Create Agent Response - Perplexity
Summary
The provided content outlines the API specification for creating an agent response via Perplexity AI's `v1/agent` endpoint. It details the `cURL` and `POST` request methods, including the required `Authorization` header with a Bearer token and a `Content-Type: application/json` header. The request body accepts an `input` field, which can be a string or an array of input items, along with optional parameters such as `instructions`, `language_preference`, `max_output_tokens`, `max_steps` (ranging from 1 to 10), `model` (e.g., "xai/grok-4-1"), `models` (a fallback chain of 1-5 models), `preset` ("fast-search", "pro-search"), `reasoning` effort, `response_format` (supporting `json_schema`), `stream` for SSE, and `tools` like `web_search` or `function_tool`. The response structure includes `created_at` (Unix timestamp), `id`, `model` used, `object` type ("response"), an `output` array containing messages and tool results, `status`, `error` details, and `usage` information covering input/output tokens and costs in USD.
Key takeaway
For AI Architects designing conversational agents or data pipelines, understanding Perplexity AI's `v1/agent` API is crucial. You should leverage the `models` fallback chain for robust model selection and utilize `response_format.json_schema` to ensure structured, validated outputs. This allows for predictable integration into downstream systems and better control over response generation, especially when dealing with varied input types or requiring specific data formats.
Key insights
Perplexity AI's agent API enables structured, customizable AI responses with detailed control over models and tools.
Principles
- API requests require Bearer token authorization.
- Model selection supports fallback chains and presets.
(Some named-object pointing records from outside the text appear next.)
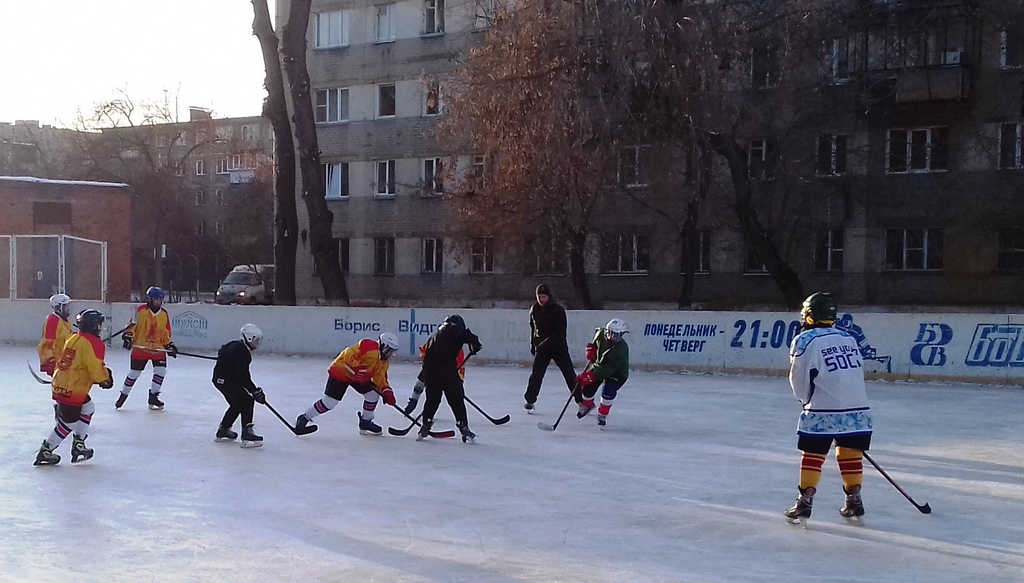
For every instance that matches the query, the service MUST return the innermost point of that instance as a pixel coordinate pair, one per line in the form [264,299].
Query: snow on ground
[686,485]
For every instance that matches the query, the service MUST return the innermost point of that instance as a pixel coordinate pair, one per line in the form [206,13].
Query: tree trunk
[578,269]
[286,220]
[322,243]
[783,276]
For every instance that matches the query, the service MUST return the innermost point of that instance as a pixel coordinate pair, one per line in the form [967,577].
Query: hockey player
[80,366]
[608,365]
[148,336]
[547,342]
[440,374]
[364,367]
[230,376]
[827,378]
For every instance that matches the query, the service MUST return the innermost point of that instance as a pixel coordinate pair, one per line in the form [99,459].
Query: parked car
[247,284]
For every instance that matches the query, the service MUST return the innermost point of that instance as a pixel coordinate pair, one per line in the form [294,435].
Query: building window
[547,255]
[1011,251]
[336,179]
[1012,48]
[765,70]
[763,158]
[701,254]
[384,256]
[343,254]
[385,100]
[432,99]
[1010,146]
[828,250]
[385,23]
[832,155]
[913,249]
[633,165]
[433,16]
[481,255]
[433,255]
[624,253]
[920,150]
[331,106]
[385,177]
[332,29]
[433,176]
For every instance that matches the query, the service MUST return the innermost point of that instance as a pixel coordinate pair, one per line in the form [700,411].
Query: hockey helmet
[818,308]
[252,336]
[89,321]
[388,344]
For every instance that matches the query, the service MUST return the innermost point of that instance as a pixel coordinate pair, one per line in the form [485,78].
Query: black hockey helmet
[89,321]
[819,308]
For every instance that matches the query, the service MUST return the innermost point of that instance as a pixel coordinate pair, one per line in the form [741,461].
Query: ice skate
[853,509]
[424,431]
[250,439]
[801,511]
[79,452]
[368,427]
[46,456]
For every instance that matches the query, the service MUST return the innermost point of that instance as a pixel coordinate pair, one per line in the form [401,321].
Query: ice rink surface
[687,484]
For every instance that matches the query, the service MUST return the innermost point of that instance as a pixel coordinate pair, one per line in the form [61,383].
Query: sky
[685,485]
[60,56]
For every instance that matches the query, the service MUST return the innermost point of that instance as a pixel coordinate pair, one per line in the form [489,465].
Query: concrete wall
[974,347]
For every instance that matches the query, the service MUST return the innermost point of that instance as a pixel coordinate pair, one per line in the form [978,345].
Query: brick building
[77,214]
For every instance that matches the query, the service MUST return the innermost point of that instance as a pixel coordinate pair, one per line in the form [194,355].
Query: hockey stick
[500,421]
[925,508]
[38,378]
[297,430]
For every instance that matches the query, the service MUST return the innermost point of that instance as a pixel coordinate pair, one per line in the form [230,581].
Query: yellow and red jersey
[56,330]
[152,332]
[462,359]
[80,366]
[365,354]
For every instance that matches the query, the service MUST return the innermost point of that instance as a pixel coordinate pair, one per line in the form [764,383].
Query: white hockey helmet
[252,336]
[60,304]
[615,328]
[388,344]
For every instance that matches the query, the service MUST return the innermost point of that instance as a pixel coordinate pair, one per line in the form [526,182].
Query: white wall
[918,346]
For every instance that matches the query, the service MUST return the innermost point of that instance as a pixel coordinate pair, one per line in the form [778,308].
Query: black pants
[541,361]
[239,403]
[454,392]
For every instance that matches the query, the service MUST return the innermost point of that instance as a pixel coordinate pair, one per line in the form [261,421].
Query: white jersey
[827,376]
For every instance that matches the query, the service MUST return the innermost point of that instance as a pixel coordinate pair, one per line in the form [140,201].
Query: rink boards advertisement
[984,347]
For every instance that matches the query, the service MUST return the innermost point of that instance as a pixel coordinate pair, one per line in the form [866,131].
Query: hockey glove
[586,378]
[109,383]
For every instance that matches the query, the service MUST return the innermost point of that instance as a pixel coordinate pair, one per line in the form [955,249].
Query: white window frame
[385,23]
[389,185]
[331,30]
[481,255]
[433,12]
[381,87]
[432,255]
[326,99]
[337,181]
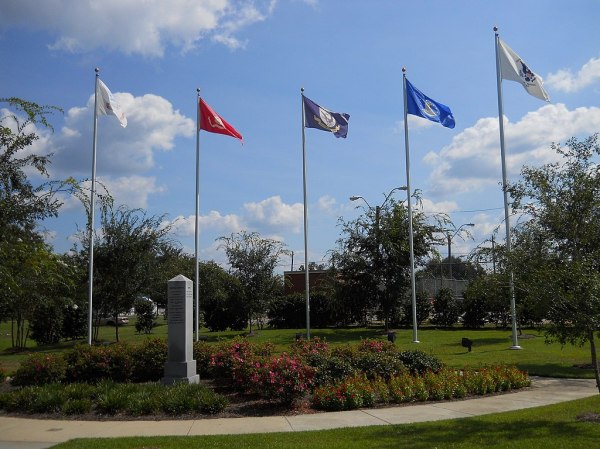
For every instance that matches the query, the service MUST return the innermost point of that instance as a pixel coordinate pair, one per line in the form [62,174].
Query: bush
[419,362]
[351,393]
[148,360]
[231,355]
[330,368]
[185,398]
[46,324]
[283,378]
[380,364]
[74,324]
[94,363]
[144,312]
[446,308]
[203,354]
[40,369]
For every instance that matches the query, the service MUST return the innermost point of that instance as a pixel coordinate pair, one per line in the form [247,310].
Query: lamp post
[377,211]
[450,237]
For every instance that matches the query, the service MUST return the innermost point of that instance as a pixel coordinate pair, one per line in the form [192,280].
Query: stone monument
[180,366]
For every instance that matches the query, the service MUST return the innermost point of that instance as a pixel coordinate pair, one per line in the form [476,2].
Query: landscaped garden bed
[122,381]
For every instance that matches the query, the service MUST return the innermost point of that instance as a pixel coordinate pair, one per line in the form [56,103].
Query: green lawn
[490,346]
[550,427]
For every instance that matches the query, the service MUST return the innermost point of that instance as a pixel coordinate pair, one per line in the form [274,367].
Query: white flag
[108,105]
[514,68]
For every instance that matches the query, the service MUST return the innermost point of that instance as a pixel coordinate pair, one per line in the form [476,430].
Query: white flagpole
[515,344]
[92,207]
[410,228]
[196,224]
[306,271]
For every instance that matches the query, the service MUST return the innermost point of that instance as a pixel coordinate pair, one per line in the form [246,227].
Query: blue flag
[421,105]
[317,117]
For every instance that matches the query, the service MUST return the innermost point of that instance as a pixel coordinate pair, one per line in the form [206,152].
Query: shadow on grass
[476,432]
[546,369]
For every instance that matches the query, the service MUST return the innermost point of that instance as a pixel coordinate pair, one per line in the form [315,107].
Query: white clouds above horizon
[471,162]
[566,81]
[123,25]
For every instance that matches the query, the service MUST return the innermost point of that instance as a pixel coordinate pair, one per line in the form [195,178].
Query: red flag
[212,122]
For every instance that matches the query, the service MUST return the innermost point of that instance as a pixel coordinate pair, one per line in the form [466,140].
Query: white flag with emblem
[108,105]
[514,68]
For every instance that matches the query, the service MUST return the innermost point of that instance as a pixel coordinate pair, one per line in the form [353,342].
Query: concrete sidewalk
[22,433]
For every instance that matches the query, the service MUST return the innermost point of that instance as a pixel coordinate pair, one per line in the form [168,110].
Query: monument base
[195,379]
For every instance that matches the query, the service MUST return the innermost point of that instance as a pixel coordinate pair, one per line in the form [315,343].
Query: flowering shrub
[369,345]
[94,363]
[494,378]
[330,369]
[284,378]
[418,362]
[40,369]
[401,389]
[313,346]
[380,363]
[352,393]
[232,355]
[148,360]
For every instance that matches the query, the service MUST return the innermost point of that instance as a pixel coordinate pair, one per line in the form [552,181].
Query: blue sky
[250,59]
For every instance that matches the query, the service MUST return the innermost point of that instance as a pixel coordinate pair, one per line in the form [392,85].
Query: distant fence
[432,285]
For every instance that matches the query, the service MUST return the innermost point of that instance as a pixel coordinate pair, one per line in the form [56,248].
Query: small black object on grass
[466,343]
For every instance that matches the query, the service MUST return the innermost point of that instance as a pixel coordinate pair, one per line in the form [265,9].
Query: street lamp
[450,237]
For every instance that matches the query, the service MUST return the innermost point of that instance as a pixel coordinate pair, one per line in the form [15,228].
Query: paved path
[22,433]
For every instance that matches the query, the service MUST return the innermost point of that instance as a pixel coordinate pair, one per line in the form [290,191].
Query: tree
[446,308]
[253,260]
[126,259]
[144,312]
[562,237]
[29,273]
[221,298]
[373,258]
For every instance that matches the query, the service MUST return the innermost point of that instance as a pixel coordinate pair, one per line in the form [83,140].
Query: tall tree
[29,272]
[253,260]
[562,237]
[126,258]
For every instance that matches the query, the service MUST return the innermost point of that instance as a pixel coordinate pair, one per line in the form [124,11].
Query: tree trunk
[595,362]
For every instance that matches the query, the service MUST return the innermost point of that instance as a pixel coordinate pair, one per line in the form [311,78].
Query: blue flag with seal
[421,105]
[320,118]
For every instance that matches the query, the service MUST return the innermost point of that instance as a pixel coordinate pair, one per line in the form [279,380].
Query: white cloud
[274,213]
[185,226]
[153,125]
[564,80]
[472,160]
[327,204]
[415,123]
[134,27]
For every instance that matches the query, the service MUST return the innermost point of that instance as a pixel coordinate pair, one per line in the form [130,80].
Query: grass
[491,346]
[554,426]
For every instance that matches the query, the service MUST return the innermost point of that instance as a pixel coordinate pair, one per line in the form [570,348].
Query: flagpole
[306,271]
[515,340]
[92,207]
[196,224]
[410,227]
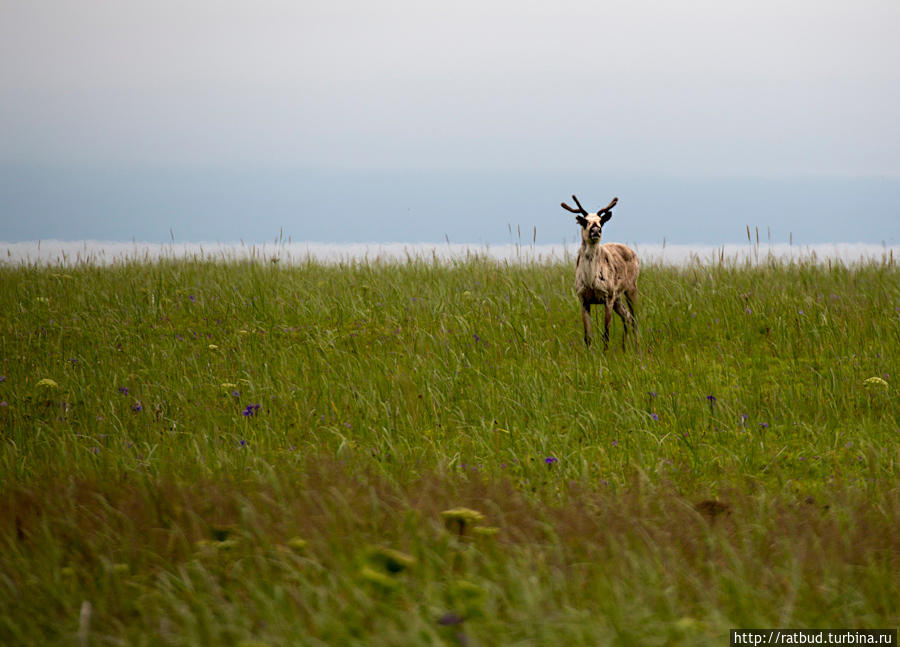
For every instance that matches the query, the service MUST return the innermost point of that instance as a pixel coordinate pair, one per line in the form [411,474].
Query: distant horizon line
[66,253]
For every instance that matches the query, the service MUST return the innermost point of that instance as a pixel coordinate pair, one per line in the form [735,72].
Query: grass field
[203,453]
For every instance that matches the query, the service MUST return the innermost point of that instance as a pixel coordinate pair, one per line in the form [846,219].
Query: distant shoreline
[56,253]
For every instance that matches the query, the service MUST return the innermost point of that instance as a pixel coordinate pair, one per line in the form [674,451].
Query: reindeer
[603,273]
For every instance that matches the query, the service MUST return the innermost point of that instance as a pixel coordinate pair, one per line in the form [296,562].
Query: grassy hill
[197,452]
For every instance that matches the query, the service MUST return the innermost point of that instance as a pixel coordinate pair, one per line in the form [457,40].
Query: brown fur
[604,273]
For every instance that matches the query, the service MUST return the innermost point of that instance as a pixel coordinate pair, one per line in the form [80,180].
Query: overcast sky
[606,94]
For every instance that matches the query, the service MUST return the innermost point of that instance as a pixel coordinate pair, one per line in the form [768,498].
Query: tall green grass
[210,453]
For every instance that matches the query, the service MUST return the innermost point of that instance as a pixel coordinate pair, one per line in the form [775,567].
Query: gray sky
[693,89]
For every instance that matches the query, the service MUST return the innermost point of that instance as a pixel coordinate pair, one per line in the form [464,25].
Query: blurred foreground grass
[209,453]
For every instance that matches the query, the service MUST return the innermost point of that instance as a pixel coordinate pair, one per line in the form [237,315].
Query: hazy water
[253,204]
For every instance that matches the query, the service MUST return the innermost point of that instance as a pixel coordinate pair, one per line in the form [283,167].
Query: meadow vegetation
[424,453]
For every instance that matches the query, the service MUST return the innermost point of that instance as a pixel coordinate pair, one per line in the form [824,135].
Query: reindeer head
[591,223]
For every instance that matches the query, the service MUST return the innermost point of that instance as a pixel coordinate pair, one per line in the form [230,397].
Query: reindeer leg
[627,320]
[631,297]
[586,320]
[607,317]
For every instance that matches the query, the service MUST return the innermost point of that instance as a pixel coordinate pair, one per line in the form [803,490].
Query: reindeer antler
[580,209]
[607,207]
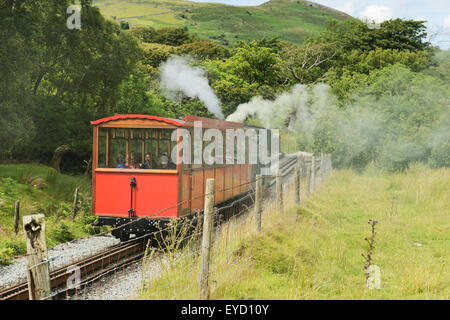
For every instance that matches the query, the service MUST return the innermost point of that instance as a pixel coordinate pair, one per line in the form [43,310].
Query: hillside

- Output can be structured via JSON schema.
Method
To create an agent response, send a POST request to `/v1/agent` with an input payload, specifying model, instructions, and optional tools. The API returns a JSON object with output content, status, and usage metrics.
In practice
- Use `models` array for model fallback.
- Set `response_format.type` to `json_schema` for structured output.
- Monitor `usage.cost` for API expenditure.
Topics
- Perplexity AI Agent API
- Agent Response Creation
- API Request Parameters
- Model Selection
- Tool Integration
Best for: AI Architect, AI Product Manager, Entrepreneur, AI Engineer, Software Engineer
Related on AIssential
Editorial summary, takeaway, and curation by AIssential. Original article published by perplexity.ai via Google News.